Juliet Funt, author of "A Minute to Think," described how she sometimes likes to go for tuna, and often really likes scooping up the krill when trying to create space and focus on the big things. She suggests you can go for the big wins, the tuna, if you do the "easy" work of generating and evaluating your work processes & schedules, such as canceling big events or unnecessary projects. Or keep picking up small wins, the krill, if you just go about your normal routines and a different perspective on everyday tasks--e.g. cutting 5+ minutes from meetings, shifting work/changing the battle rhythm from daily to weekly, weekly to monthly, etc. to dig deep. Scooping up the krill can also starve other time-wasting tuna, and reduces energy sharks. (My analogy)

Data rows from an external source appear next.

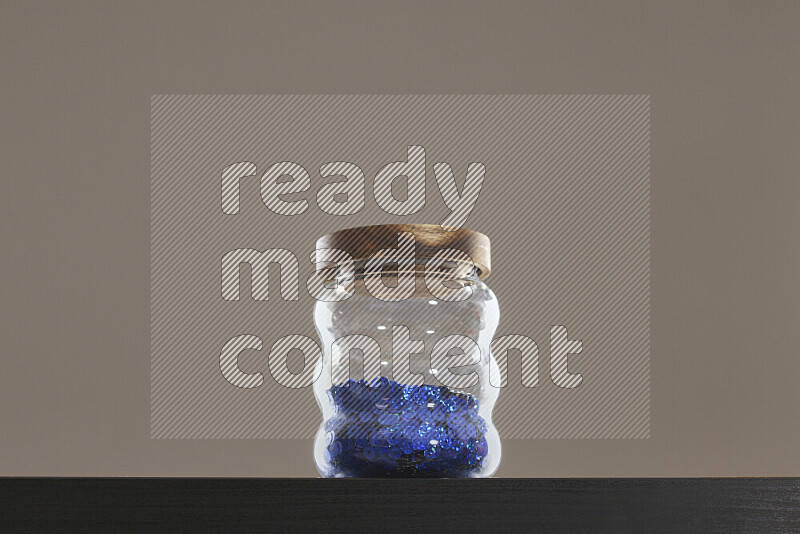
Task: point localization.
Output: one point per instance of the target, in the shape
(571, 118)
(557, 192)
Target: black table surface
(543, 505)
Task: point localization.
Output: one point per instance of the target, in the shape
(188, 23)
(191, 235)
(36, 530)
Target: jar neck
(420, 267)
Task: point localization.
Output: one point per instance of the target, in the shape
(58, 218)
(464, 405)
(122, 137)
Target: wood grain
(492, 505)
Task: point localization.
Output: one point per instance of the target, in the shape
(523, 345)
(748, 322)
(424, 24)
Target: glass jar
(404, 385)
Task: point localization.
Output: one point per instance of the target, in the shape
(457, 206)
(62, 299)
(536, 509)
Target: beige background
(76, 84)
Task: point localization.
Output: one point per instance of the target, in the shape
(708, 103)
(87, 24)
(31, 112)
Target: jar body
(401, 416)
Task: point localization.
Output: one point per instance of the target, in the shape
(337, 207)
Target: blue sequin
(389, 429)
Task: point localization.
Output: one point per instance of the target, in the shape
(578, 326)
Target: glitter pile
(386, 429)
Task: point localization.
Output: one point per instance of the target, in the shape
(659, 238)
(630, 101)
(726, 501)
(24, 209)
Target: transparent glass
(386, 423)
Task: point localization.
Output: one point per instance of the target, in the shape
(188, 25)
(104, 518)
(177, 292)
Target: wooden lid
(363, 241)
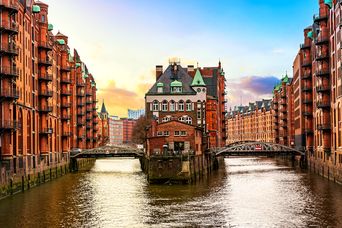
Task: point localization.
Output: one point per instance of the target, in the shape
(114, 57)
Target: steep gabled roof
(168, 77)
(103, 108)
(198, 79)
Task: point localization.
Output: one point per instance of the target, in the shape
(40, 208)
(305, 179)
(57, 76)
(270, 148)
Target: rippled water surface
(247, 192)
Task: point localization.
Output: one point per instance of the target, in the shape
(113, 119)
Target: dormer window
(176, 86)
(160, 87)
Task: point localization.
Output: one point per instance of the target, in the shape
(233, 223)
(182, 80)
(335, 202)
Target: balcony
(66, 117)
(45, 77)
(307, 101)
(306, 88)
(323, 88)
(65, 80)
(45, 62)
(323, 104)
(308, 114)
(9, 94)
(9, 6)
(306, 63)
(66, 105)
(283, 118)
(80, 94)
(321, 40)
(9, 49)
(323, 127)
(8, 26)
(320, 17)
(80, 123)
(8, 125)
(322, 73)
(308, 131)
(283, 94)
(81, 113)
(306, 76)
(305, 46)
(44, 45)
(45, 93)
(11, 72)
(46, 131)
(81, 84)
(80, 137)
(45, 108)
(66, 92)
(65, 68)
(66, 134)
(322, 56)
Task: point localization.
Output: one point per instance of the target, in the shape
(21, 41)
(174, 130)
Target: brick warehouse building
(45, 95)
(184, 103)
(321, 72)
(253, 122)
(307, 108)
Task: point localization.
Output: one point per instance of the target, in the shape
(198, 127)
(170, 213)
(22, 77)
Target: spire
(103, 108)
(198, 79)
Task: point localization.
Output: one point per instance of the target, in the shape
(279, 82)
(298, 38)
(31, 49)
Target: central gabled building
(179, 105)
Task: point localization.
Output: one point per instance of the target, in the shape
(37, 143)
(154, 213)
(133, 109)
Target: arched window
(155, 105)
(166, 119)
(181, 105)
(185, 119)
(164, 106)
(188, 105)
(172, 106)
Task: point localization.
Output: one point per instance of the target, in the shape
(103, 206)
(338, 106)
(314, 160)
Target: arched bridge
(108, 151)
(254, 148)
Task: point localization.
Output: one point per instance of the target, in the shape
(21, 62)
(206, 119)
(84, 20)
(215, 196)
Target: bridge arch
(249, 148)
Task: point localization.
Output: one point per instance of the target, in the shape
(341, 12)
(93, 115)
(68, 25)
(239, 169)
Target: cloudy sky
(121, 41)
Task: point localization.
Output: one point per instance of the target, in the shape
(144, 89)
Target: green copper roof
(61, 41)
(198, 79)
(285, 79)
(50, 27)
(35, 9)
(176, 83)
(328, 3)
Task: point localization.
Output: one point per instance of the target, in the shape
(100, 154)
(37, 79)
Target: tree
(139, 130)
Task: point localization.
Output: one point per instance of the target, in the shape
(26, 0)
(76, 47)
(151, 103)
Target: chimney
(159, 71)
(191, 70)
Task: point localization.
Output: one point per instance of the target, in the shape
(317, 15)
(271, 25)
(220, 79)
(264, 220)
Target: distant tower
(104, 124)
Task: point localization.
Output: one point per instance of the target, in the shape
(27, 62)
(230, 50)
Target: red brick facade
(42, 89)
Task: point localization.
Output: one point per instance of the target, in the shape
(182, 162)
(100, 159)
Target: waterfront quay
(242, 193)
(47, 106)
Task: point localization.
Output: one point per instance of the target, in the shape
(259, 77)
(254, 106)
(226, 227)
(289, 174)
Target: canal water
(247, 192)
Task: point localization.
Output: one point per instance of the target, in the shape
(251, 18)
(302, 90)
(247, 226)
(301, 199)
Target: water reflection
(248, 192)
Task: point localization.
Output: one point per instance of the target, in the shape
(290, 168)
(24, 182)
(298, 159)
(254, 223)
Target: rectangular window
(164, 106)
(181, 106)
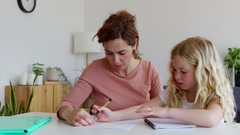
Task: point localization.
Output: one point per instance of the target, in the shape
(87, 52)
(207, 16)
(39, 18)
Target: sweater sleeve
(156, 85)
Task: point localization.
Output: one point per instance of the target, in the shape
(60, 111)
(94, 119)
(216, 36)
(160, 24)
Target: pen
(105, 105)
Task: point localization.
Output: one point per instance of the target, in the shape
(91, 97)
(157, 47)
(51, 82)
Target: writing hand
(102, 113)
(79, 117)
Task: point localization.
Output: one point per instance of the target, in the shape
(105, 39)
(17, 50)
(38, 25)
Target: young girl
(198, 91)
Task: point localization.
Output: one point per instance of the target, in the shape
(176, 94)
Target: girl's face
(118, 54)
(184, 74)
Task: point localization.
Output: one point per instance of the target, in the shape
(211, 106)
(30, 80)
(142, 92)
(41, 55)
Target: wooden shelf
(46, 97)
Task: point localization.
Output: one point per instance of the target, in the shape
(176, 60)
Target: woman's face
(184, 74)
(118, 53)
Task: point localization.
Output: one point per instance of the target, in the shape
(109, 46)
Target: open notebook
(22, 124)
(165, 123)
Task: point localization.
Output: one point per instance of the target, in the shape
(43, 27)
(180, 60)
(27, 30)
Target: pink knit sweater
(97, 79)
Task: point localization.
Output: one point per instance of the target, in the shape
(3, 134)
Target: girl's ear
(136, 44)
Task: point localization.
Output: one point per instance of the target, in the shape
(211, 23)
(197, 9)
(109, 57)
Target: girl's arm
(209, 117)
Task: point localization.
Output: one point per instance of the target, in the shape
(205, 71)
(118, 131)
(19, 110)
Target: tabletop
(60, 127)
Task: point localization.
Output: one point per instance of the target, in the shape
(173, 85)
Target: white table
(59, 127)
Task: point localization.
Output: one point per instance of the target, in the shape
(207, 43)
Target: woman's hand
(78, 117)
(153, 111)
(102, 113)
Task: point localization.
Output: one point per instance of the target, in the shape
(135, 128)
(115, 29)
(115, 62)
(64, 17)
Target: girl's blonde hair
(210, 76)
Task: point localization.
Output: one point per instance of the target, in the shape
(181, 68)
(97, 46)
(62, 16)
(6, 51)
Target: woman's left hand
(153, 111)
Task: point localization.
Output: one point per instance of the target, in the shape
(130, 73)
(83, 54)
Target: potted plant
(53, 74)
(37, 69)
(13, 108)
(232, 60)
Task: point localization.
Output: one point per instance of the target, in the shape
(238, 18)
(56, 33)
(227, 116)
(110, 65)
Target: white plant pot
(53, 74)
(39, 80)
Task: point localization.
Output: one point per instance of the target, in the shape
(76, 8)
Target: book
(166, 123)
(22, 124)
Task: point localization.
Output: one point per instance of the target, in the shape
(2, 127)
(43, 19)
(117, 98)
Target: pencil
(107, 103)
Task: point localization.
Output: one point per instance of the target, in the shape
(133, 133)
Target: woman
(122, 76)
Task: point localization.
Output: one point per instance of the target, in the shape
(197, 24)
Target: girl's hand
(102, 113)
(153, 111)
(79, 117)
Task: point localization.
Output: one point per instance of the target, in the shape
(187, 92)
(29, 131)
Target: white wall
(43, 36)
(164, 23)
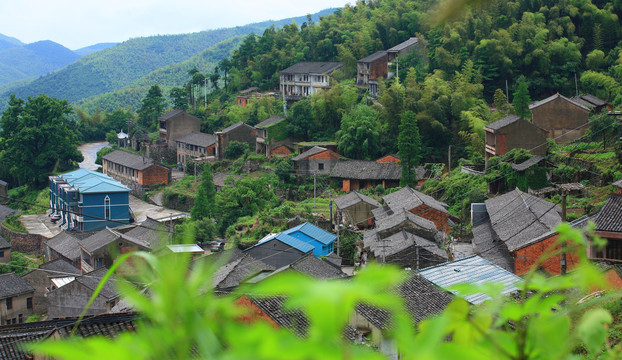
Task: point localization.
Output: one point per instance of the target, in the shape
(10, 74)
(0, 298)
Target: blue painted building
(87, 200)
(301, 236)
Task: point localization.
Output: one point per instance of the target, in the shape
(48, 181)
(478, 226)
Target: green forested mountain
(120, 66)
(39, 58)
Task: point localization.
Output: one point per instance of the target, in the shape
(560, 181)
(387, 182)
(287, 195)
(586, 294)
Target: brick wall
(526, 257)
(22, 242)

Her Spin Launcher describes a team process to:
- Generate a bunch of ideas, brainstorming, no good or bad ideas (but as Craig Groeschel might suggest every small good/bad decision does matter).
- Separate into categories: types, schedules, etc.; Can and Can't Control
- Evaluate and determine if it's necessary or just wanted by someone. How much "mission proximity"does it have? I've known many research queries and issued reports "just in case" the question comes up or needs to be referenced but most of the time, they're don't.
- Eliminate
- Repeat (because this is like having a haircut; waste, blurred scope, etc. tend to grow back)
- Liberate, capturing the extra time for more productive, profitable efforts. I once eliminated a Perfect Attendance award (half-day PTO each quarter), by replacing it with two personal holidays, because it was causing supervisors to spend 40% of their time on attendance issues instead of personnel development and process improvements.